Wie kann ich Updates für die SLO App manuell anstoßen?
- Vorbedingungen prüfen
- Update-Quelle bestimmen
- Vorbereitung der Umgebung
- Manuelles Update durchführen
- Überprüfung nach dem Update
- Rollback bei Problemen
- Nachbereitungsmaßnahmen
Vorbedingungen prüfen
Bevor Sie ein manuelles Update der SLO App anstoßen, vergewissern Sie sich, dass Sie die erforderlichen Berechtigungen besitzen (z. B. Administrator- oder Release-Manager-Rechte). Stellen Sie außerdem sicher, dass die Umgebung, in der die App läuft (Produktiv-, Staging- oder Testumgebung), erreichbar ist und dass aktuelle Backups vorhanden sind. Überprüfen Sie die Versionskompatibilität von Abhängigkeiten und der Plattform, um Probleme während des Updates zu vermeiden.
Update-Quelle bestimmen
Klären Sie, woher das Update kommen soll: ein internes Release-Repository, eine Paketverwaltung (z. B. npm, pip, apt), ein Container-Image-Registry (z. B. Docker Registry), oder ein extern bereitgestelltes Installationspaket. Notieren Sie die gewünschte Zielversion oder den Tag, den Sie ausrollen möchten. Prüfen Sie, ob Release-Notes oder Migrationsanweisungen vorliegen, die während des Update-Vorgangs beachtet werden müssen.
Vorbereitung der Umgebung
Stoppen Sie, falls erforderlich, abhängige Dienste in kontrollierter Reihenfolge oder setzen Sie die App in einen Wartungsmodus, um Datenkonsistenz zu sichern und Nutzerinformierung zu ermöglichen. Überprüfen Sie Systemressourcen (Festplatte, RAM, CPU) und stellen Sie sicher, dass Netzwerkverbindungen zu externen Registries oder Repositories bestehen. Legen Sie ein Rollback-Szenario fest: welche Version wird im Fehlerfall wiederhergestellt und wie schnell ist das möglich.

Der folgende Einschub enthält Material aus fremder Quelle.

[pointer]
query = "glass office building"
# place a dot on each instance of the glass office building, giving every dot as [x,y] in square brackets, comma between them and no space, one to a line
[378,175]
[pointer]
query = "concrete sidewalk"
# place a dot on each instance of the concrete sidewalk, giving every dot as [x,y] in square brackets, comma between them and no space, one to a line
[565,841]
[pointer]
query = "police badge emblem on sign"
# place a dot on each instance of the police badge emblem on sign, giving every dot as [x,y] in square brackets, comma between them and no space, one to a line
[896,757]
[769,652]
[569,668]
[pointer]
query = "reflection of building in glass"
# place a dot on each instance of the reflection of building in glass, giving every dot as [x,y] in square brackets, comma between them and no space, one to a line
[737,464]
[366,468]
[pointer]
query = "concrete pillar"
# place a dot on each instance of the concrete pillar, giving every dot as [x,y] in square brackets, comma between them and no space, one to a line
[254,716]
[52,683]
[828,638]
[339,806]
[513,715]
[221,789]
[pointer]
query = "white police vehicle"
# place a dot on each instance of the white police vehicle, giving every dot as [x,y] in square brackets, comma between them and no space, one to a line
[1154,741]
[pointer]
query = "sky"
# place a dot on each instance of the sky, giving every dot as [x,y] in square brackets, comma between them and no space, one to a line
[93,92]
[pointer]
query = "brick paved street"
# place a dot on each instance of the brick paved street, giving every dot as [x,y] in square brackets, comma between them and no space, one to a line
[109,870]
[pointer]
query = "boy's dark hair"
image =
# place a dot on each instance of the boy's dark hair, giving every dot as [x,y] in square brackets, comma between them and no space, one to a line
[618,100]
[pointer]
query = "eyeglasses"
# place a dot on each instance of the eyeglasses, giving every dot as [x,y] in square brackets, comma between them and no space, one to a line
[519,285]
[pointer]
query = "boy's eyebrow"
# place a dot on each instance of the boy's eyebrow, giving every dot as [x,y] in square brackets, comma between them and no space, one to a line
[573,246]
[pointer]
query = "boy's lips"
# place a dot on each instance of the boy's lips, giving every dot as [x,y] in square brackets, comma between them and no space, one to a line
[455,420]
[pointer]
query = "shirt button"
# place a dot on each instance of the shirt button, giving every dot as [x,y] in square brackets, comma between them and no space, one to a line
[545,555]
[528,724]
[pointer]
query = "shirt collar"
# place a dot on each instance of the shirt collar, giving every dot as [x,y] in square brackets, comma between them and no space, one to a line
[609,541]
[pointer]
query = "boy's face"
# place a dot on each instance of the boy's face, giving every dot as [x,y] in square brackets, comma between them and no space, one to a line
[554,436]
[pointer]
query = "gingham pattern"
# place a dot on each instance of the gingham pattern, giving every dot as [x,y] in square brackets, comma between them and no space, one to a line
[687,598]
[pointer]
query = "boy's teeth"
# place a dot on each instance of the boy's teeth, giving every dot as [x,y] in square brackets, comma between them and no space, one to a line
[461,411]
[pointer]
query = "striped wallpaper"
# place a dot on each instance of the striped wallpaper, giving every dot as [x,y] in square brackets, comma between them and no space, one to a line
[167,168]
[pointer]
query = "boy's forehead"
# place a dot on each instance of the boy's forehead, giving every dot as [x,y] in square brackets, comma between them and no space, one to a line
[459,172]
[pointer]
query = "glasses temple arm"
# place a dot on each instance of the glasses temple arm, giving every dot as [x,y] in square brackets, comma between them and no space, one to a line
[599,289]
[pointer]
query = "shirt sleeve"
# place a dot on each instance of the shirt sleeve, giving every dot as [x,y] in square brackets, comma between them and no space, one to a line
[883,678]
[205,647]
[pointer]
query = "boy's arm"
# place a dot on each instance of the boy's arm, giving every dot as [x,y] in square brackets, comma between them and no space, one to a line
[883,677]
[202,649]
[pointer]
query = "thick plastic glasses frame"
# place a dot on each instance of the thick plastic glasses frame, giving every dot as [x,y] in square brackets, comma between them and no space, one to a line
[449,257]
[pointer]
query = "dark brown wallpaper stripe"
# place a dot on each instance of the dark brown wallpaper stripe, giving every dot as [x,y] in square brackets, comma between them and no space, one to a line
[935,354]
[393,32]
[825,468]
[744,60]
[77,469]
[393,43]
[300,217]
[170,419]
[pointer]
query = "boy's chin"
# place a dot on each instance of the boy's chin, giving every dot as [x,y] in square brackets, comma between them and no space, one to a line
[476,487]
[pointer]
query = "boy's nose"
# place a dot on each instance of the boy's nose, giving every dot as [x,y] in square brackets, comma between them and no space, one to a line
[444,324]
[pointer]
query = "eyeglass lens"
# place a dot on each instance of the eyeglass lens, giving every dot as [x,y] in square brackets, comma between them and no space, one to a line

Manuelles Update durchführen
Führen Sie das Update manuell durch, indem Sie das gewünschte Paket, Container-Image oder Release aus der Quelle beziehen und auf dem Zielsystem installieren oder deployen. Bei Paketmanagern nutzen Sie den entsprechenden Befehl zum Installieren oder Aktualisieren auf die Zielversion. Bei Containern ziehen Sie das neue Image und starten die neuen Container mit den bestehenden Konfigurations- und Volumen-Mappings. Bei Deployment-Systemen (z. B. Kubernetes) aktualisieren Sie das Image-Tag in den Deployment-Definitionen und wenden die Änderung mit dem entsprechenden CLI-Befehl an. Achten Sie auf fehlerhafte Konfigurationsdateien und übertragen Sie ggf. angepasste Einstellungen in das neue Release.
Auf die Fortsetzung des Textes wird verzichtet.